One image I have in my head of how this kind of parenting works is like a hand pump. Some of you might never have used a hand pump on a well, but if it's been sitting a while or the well is deep you might pump this big long handle down and up several times, and nothing happens, but finally you hear the water and then it floods out, more water than you needed. Then the next pump can be controlled because there's water in the pipe already, and it takes just the lightest touch.
Or similarly, siphoning liquid with a short hose, where the beginning is scary and creepy and doesn't seem at all like it would work, but once it's flowing, you don't have to do anything except make sure the end of the hose is below the level of the weight of the water or whatever it is.
Learning and growth are like a limitless reservoir, but we have factors in our culture that limit our access or control or faith that it could even work, or our feeling of ownership of knowledge of growth and learning. Experts. Timetables and charts.
Just in case it would help anyone else to think of it as the flow of water but siphons and hand pumps are unfamiliar, here are some pictures (and they're just interesting anyway):
The one on the left is from Bison Pumps (in Maine). It's a modern version of the cast iron pumps I knew from the mid-20th century (center photo). On the right is a pump from Finland. They're manufacturing pumps in Ghana and Tanzania
This one is very interesting, and leads on to another connection: The water container is plastic, but it's a traditional pottery design
. In the U.S. we have plastic water buckets, but they're a traditional metal bucket design. (Thanks to Hema Bharadwaj for the link to photos of the non-plastic water containers in use in India.)

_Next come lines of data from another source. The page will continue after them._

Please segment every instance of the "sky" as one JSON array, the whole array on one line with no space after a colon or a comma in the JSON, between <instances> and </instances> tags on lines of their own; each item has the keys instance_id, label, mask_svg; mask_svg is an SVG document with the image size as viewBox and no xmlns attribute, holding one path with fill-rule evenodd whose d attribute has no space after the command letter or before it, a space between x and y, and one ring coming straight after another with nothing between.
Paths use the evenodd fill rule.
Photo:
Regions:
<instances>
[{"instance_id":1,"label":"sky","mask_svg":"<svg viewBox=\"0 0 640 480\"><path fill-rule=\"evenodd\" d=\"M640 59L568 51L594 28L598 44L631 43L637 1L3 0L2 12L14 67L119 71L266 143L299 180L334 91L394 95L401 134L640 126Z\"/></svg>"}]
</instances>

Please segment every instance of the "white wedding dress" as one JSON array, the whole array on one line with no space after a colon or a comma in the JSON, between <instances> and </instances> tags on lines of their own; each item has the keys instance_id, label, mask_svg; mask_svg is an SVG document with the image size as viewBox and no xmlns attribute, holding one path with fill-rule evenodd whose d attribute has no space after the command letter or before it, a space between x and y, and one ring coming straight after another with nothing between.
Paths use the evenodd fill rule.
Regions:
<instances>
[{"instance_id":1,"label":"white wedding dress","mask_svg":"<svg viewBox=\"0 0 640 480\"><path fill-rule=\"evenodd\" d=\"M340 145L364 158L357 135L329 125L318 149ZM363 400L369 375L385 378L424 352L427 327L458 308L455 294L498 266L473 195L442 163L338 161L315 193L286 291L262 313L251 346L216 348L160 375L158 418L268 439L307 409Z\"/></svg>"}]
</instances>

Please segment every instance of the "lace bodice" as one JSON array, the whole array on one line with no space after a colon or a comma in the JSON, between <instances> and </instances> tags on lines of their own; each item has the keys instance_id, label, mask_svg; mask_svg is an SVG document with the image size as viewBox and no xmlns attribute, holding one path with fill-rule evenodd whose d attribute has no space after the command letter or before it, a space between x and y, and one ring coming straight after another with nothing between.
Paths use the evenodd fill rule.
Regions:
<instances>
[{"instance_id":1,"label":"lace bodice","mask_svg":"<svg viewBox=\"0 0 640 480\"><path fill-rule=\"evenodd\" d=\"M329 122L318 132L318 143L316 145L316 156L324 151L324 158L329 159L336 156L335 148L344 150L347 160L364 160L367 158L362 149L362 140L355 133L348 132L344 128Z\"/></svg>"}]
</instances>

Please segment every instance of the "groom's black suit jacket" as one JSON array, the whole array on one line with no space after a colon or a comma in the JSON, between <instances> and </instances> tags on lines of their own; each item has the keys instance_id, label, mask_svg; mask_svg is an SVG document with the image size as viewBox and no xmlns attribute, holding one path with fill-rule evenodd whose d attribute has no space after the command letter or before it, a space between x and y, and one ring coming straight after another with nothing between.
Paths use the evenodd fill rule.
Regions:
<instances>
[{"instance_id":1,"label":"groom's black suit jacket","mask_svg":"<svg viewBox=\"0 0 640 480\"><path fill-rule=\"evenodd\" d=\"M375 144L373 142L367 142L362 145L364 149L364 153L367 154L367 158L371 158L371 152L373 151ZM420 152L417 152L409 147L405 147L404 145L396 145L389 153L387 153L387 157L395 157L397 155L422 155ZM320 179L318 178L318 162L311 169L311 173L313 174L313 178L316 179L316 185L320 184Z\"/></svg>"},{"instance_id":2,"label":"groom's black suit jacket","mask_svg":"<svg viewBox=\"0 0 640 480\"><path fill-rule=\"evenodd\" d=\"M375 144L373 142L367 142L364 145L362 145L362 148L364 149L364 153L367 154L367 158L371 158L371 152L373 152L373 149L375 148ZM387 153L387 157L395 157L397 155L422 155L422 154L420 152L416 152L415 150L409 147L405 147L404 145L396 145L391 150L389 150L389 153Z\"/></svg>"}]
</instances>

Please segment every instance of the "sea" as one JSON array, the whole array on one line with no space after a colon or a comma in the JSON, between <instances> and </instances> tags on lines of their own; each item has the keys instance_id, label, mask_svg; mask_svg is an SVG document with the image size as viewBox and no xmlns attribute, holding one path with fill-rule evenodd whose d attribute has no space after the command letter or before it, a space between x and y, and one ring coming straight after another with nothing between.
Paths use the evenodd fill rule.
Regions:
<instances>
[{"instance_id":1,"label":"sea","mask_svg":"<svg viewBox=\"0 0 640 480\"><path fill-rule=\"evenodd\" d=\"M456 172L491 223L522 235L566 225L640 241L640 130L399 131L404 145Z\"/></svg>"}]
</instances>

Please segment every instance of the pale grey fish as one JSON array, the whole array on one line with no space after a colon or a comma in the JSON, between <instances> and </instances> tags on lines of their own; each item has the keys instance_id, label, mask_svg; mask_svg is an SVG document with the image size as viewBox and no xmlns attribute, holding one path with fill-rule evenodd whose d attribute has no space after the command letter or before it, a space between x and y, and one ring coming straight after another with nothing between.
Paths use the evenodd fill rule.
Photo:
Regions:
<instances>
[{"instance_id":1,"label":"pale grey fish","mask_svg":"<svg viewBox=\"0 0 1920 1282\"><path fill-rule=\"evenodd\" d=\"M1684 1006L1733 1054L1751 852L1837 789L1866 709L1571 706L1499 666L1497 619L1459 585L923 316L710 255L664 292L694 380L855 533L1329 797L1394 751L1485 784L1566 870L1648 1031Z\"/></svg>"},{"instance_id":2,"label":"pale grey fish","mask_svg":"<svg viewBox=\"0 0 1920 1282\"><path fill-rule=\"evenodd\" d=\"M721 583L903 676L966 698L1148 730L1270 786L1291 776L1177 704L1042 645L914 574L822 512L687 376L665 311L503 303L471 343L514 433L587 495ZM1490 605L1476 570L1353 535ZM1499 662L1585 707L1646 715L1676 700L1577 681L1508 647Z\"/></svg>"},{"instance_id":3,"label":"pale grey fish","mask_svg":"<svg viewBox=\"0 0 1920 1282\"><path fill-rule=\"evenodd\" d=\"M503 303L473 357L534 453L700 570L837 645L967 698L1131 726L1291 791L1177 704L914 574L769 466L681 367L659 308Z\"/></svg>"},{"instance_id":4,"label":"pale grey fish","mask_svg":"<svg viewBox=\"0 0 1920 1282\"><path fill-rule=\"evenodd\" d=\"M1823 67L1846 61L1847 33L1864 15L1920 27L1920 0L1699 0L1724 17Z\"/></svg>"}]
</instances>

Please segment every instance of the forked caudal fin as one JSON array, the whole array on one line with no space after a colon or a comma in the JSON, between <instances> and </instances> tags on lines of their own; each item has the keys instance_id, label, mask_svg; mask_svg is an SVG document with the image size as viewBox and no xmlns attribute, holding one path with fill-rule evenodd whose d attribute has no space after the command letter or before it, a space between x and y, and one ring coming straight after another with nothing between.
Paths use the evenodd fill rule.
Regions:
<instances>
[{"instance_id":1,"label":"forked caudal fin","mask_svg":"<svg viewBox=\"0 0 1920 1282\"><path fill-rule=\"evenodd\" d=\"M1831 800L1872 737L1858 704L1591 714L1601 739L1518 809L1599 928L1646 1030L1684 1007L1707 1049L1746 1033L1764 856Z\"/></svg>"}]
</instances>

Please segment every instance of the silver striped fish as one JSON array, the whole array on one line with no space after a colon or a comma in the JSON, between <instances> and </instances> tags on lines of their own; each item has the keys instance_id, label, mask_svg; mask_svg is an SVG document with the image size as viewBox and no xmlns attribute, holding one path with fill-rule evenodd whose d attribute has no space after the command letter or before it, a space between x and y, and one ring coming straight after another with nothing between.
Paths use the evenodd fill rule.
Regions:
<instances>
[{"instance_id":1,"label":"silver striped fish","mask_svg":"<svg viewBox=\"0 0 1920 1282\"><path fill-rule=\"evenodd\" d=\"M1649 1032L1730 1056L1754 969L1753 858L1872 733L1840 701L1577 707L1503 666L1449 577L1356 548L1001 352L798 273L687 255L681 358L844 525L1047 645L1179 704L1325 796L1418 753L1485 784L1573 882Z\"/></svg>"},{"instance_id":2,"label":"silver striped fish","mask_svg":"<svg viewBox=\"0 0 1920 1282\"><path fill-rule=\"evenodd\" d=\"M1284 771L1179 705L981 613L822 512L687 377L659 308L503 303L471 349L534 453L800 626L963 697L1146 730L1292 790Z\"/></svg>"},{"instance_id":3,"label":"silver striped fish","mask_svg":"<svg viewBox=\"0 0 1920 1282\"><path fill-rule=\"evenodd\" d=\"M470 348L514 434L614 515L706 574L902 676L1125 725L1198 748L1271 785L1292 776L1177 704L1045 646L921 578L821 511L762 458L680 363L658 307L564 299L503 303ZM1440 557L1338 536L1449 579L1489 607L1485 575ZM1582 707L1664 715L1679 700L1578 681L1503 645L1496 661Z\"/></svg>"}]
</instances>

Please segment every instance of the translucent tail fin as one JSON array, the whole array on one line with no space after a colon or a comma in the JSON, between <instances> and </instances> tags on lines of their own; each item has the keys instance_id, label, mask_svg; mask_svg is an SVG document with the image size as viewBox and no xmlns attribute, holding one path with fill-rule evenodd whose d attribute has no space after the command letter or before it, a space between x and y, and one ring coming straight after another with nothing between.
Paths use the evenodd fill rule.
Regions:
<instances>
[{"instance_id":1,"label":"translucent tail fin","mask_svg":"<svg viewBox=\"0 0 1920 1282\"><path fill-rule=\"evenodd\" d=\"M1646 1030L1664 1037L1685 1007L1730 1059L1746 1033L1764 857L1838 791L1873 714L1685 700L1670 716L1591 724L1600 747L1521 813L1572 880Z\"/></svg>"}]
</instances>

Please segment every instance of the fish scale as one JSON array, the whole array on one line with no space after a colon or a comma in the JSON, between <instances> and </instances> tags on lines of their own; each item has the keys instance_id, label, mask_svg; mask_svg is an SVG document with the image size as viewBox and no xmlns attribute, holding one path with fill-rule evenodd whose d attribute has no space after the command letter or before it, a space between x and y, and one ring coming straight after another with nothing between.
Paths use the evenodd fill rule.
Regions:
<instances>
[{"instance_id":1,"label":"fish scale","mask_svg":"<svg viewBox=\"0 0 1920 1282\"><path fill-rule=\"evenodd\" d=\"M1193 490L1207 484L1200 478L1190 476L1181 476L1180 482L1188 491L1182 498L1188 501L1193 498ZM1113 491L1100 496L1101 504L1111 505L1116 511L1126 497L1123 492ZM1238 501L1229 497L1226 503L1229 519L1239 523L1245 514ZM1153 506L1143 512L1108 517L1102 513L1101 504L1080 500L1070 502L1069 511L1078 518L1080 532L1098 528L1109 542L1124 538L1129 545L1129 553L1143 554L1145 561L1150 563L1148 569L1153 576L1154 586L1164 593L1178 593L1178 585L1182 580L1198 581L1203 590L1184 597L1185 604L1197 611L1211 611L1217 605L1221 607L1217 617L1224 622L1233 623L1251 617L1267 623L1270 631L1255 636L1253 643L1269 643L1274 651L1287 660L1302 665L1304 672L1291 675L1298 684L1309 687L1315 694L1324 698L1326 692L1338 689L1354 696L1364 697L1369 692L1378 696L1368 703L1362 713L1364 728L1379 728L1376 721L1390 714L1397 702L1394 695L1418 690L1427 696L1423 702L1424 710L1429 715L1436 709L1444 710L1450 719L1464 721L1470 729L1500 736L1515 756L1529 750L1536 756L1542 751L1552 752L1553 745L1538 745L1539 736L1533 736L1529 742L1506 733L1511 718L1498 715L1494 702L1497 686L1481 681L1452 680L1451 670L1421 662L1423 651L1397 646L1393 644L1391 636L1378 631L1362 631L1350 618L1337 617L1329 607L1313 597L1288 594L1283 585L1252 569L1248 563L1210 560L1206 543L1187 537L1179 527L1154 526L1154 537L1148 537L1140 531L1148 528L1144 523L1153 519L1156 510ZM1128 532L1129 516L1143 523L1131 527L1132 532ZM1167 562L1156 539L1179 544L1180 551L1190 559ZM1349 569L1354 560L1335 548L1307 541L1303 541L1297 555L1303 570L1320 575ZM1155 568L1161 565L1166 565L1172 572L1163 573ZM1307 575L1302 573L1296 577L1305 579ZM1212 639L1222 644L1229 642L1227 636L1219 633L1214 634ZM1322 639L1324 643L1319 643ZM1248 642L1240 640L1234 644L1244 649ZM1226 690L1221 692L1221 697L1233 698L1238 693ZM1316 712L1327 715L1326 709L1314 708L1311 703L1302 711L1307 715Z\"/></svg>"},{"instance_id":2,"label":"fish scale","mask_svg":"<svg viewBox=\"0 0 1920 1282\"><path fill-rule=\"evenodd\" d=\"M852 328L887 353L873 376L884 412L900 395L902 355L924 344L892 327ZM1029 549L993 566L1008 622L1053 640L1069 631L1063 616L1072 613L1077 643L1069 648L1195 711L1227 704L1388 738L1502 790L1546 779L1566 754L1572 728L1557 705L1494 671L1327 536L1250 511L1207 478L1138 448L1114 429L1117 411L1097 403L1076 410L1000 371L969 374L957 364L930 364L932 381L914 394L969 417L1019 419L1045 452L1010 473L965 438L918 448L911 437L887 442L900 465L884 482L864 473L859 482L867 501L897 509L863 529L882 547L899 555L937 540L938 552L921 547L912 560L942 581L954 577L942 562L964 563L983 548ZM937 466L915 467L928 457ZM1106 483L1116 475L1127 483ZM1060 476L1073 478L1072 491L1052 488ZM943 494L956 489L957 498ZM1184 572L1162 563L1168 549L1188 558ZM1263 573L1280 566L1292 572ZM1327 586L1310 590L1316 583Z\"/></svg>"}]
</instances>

added in March 2009, another photo of those water jugs from India. Click it to go to its source (other photos of India):
Thinking about this, though, our current plastic gallon "milk jugs" are based on pottery or glass bottles, only made squarish so they can be packed in safely and tightly for transport. Here's a combo, then: older pump on a forest service site, and people filling up modern "milk jugs" (in New Mexico or Colorado, early 21st century):
Siphoning used to be common for moving gasoline. Gross. I've seen my dad do it many times. In the 70's when gasoline prices went up, people would steal gasoline from cars. Before that, I never saw a locking gas cap. They sold metal springs (like a funnel of coiled wire) to mount inside gas tanks so a siphon hose couldn't be inserted, too.
I never thought of siphoning gasoline again until this week. We have a conversion van we've used for out of town trips. I went with Keith to Costco, the least expensive gasoline in town, and we put $102 worth of gasoline in there. Then a few days later, it wouldn't start and it's in the shop. I'm thinking "We need to get that gasoline back out of there!"
If we were to decide to do that, though, I would try to rig something with the shop vac. (Ah... there are all kinds of hand-squeeze and small-pump plastic siphons for doing this now.)